DolphinSearch believes organizations differ in the way they understand words. They evolve their own jargon and their own patterns of discourse. Consequently, the software first learns the meanings of words used by a community by reading an authoritative training text. By the way, this concept of training is a key process when using neural networks to recognize patterns in data. The same patterns of word use that allow the members of the community to understand one another can be learned by DolphinSearch so that it can recognize new documents that are relevant to the community and can understand their content. Later, when a community member enters a query, DolphinSearch understands the meaning of the words in that query in the same way that human community members would and finds relevant documents that contain the corresponding concept.
dtSearch provides several versions of its text mining software for the desktop, Web sites, remote servers, and for embedding in other applications. dtSearch software has over two dozen search options and can work with PDF and HTML files with highlighted hits, embedded links and images, and multiple hit and file navigation options. It can convert XML, word processor, database, spreadsheet, e-mail, zip, Unicode, etc., to HTML for browser display with highlighted hits and multiple navigation options. Most indexed searches take less than a second; indexing, searching, and display do not affect original files. This particular text mining tool is ideally suited for rapid indexing by forensic investigators.
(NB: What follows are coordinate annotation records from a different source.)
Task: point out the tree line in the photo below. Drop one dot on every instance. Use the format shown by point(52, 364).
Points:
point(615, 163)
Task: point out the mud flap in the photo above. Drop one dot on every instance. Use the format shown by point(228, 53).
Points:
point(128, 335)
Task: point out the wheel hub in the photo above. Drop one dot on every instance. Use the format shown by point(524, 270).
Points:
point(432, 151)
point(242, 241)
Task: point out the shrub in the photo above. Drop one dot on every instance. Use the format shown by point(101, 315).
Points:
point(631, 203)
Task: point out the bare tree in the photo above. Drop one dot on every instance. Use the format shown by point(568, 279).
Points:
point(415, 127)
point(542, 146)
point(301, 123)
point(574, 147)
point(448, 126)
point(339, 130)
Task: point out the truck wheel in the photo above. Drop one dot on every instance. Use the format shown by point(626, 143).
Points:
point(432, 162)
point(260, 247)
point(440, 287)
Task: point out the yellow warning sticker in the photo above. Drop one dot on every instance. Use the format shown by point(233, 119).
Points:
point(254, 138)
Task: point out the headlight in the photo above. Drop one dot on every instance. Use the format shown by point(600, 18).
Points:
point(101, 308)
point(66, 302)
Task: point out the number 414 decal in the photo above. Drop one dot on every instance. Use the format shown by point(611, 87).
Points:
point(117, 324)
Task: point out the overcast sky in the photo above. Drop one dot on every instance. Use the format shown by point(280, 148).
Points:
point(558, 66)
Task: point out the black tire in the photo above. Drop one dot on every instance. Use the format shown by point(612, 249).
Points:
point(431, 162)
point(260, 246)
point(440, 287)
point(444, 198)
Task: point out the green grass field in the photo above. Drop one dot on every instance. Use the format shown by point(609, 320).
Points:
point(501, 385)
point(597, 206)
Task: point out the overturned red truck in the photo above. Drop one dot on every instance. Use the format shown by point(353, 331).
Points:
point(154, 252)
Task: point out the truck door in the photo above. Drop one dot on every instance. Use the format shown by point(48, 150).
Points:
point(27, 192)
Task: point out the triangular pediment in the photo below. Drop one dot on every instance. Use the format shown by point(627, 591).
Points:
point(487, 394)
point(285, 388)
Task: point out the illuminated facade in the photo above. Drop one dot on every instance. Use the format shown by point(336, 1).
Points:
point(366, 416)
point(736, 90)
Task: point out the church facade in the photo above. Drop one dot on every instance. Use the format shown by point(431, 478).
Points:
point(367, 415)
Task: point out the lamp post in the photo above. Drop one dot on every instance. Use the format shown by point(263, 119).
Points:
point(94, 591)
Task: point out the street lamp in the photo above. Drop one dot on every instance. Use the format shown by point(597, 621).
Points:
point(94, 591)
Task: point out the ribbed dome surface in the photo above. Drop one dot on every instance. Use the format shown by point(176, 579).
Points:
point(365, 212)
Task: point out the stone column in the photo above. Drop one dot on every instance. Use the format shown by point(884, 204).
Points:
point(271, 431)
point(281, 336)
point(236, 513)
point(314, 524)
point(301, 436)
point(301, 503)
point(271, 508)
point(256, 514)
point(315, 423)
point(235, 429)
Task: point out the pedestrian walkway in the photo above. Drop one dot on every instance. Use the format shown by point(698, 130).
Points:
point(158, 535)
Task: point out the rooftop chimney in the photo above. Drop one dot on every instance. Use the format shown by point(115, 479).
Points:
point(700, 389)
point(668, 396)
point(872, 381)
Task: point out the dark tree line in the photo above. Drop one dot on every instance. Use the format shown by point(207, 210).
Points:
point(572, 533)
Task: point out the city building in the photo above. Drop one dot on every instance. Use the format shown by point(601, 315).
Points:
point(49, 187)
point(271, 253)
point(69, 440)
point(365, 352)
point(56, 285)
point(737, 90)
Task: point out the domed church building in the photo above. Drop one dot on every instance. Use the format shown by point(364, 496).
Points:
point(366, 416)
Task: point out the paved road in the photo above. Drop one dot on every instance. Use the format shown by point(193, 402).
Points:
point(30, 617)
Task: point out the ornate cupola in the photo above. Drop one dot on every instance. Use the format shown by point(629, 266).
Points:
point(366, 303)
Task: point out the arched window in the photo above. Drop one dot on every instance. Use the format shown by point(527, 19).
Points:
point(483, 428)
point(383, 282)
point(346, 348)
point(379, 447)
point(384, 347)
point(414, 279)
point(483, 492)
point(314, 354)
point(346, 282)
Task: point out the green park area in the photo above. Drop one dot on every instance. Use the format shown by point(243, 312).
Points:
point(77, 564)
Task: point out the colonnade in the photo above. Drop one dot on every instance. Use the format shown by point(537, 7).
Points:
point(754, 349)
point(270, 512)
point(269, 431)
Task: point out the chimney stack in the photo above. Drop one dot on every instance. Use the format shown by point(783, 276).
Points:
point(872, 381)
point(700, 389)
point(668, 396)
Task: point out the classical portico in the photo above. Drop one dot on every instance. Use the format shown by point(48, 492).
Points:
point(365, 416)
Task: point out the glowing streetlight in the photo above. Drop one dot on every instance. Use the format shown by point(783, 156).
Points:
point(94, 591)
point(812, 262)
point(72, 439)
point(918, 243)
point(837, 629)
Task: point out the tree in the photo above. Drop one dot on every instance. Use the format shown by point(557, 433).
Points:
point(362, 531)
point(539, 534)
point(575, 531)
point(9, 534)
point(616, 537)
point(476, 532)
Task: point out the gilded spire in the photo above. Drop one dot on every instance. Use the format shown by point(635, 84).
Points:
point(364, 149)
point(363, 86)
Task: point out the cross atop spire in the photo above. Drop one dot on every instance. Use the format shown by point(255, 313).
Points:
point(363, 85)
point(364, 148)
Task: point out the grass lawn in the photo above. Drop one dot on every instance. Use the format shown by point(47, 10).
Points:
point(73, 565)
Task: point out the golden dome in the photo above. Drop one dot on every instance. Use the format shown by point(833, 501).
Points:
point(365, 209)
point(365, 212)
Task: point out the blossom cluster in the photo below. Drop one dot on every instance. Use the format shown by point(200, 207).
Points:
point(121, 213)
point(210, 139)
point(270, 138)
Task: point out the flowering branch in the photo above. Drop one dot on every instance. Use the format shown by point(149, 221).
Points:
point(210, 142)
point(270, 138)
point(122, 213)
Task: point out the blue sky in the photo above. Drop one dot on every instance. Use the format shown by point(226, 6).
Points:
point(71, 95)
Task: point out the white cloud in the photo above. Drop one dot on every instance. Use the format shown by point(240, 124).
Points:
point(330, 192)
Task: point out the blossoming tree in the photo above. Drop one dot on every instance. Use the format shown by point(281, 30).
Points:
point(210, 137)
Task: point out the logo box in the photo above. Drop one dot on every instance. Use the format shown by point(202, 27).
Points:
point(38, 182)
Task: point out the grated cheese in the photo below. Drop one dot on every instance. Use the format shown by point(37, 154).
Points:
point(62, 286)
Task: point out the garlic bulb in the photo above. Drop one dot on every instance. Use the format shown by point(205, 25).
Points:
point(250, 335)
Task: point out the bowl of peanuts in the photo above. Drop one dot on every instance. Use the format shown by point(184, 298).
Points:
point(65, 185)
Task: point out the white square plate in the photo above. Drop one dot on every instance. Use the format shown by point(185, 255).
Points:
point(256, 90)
As computer crimes continue to increase, law enforcement and corporate security personnel require new technology to fight this battle. The Forensic Toolkit™ (FTK), from AccessData is a password recovery and forensic file decryption product. FTK offers users a suite of technologies for performing forensic examinations of computer systems. The Known File Filer (KFF) feature can be used to automatically pull out benign files that are known not to contain any potential evidence and flag known problem files for the investigator to examine immediately. The FTK uses the text search engine of dtSearch for all of its searching of text strings; the dtSearch technology is incorporated into the FTK product.
HNC's text-analysis technology uses both mathematically-based context vector data modeling techniques and HNC's proprietary neural-network algorithms to automate a number of text-processing applications. Together, these technologies provide the ability to read and learn the content of unstructured, text-based information and to discover relationships between words and documents. This learning capability serves as the foundation for a line of products that provide both interactive and automated decision making based on the text and its internal relationships, as well as predictive modeling of future patterns, trends, and analysis. HNC calls this process context vector modeling.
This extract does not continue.